Filipino artist Pope Bacay excavates his personal history for images of home and vistas seen in transit to and from these places. He reimagines these images as paintings of assembled bits and pieces of architecture called ‘structures’ and melted landscapes called ‘gesturals’. In both cases, the idea of place is repositioned as something “free from its geographical and physical groundings.”

Paintings categorized as structures are dense with architectural forms such as galvanized roofs, slatted windows, ornate tiles, iron grill work, concrete walls, and so on with many referring to houses lived in over the years.
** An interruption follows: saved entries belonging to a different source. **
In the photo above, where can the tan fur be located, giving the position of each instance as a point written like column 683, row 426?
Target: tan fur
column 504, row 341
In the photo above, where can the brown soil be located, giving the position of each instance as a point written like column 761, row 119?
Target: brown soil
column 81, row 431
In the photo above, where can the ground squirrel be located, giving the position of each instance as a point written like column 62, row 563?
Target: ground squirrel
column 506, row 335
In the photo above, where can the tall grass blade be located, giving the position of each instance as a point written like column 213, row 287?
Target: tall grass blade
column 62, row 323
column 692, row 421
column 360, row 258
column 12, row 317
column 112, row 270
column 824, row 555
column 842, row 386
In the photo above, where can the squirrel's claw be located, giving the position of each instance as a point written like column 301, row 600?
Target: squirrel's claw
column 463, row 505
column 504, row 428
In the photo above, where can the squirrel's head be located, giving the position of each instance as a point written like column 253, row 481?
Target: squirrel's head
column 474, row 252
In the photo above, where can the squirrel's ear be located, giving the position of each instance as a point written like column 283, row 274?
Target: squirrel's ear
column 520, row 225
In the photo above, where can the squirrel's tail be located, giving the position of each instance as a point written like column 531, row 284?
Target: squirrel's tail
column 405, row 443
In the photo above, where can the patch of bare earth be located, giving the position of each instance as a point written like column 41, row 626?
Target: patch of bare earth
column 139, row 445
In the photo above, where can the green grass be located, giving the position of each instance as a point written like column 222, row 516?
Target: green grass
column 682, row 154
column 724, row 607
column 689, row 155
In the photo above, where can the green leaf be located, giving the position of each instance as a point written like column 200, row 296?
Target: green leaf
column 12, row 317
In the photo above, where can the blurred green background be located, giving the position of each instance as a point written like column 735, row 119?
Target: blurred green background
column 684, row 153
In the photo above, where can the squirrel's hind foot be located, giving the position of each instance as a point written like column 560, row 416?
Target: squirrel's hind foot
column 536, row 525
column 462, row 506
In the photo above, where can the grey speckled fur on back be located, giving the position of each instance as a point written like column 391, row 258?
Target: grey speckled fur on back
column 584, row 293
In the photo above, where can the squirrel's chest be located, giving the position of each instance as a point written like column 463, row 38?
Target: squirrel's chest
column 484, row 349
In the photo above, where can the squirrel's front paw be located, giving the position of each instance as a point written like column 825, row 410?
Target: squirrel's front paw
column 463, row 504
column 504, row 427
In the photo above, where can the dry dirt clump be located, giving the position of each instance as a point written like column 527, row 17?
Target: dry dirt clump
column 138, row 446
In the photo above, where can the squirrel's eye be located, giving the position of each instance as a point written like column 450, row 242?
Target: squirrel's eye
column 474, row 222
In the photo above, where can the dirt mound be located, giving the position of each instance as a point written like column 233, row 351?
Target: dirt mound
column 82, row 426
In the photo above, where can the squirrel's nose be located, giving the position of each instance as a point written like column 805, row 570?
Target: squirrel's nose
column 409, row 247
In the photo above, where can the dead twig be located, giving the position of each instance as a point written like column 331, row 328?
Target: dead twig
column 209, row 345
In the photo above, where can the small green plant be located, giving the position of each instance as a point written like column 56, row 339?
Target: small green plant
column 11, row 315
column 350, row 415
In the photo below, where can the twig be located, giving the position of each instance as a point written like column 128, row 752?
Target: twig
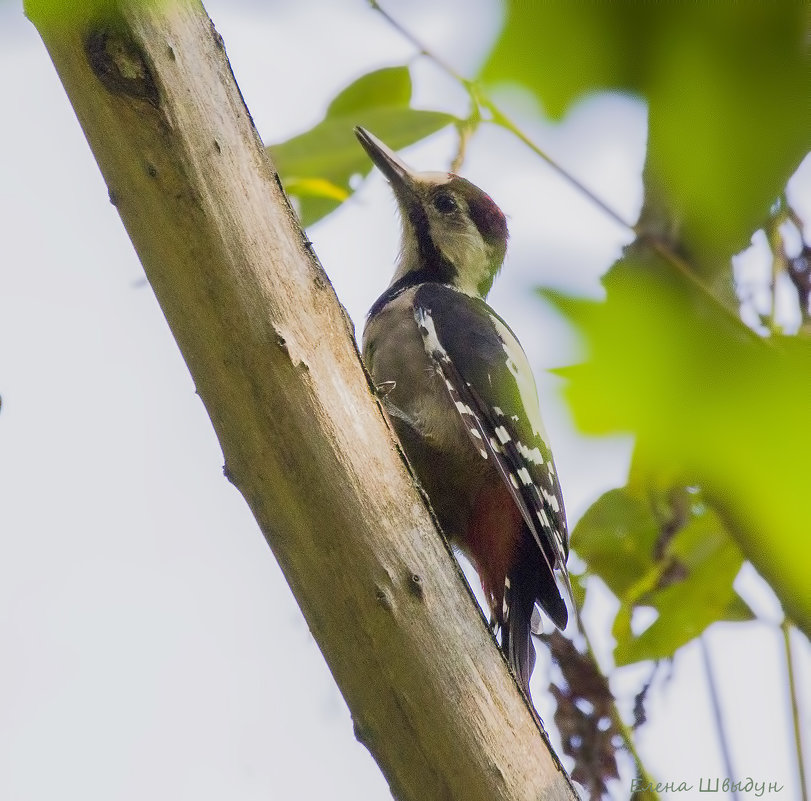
column 716, row 711
column 795, row 709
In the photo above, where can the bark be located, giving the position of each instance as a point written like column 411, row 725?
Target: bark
column 274, row 360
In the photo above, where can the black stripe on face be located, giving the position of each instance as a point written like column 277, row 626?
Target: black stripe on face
column 431, row 259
These inventories of the facades of millions of Philippine domestic buildings are reassembled into patchworks of patterns that conform to several new configurations. At times, individual forms are isolated too. A window or a prefabricated balustrade, for instance, covers the surface of a painting. Each approach, patchwork and isolated form, is a connection to home or the familiar, a structure from memories. Each one is a “sight that feels strangely familiar, one that has taken root as if we had hailed it from our own memories.”

Bacay’s gesturals are patchworks as well. But instead of the careful examination of forms, they are recreated from the influx of views seen sitting by windows in daily commutes or long travels. This flicker is revealed in the spontaneous and light brushwork applied, a rhythmic pulse of recollection and disconnection with actual places. Liquified buildings, painterly hints of a topography, and a yellow ochre expanse are clues of a countryside. Fields, hills, and houses melt into one another. They never really solidify, except as stark edges that outline colors or as clumsy contours that run across - the result of a rapid guesswork and painting’s ability to fill in what may be missing.

Since graduating cum laude from art school in 2015, Pope Bacay has had a number of solo exhibitions in Philippine galleries, such as Tin-aw, Underground, and Art Informal. He has had several group exhibitions in the Philippines.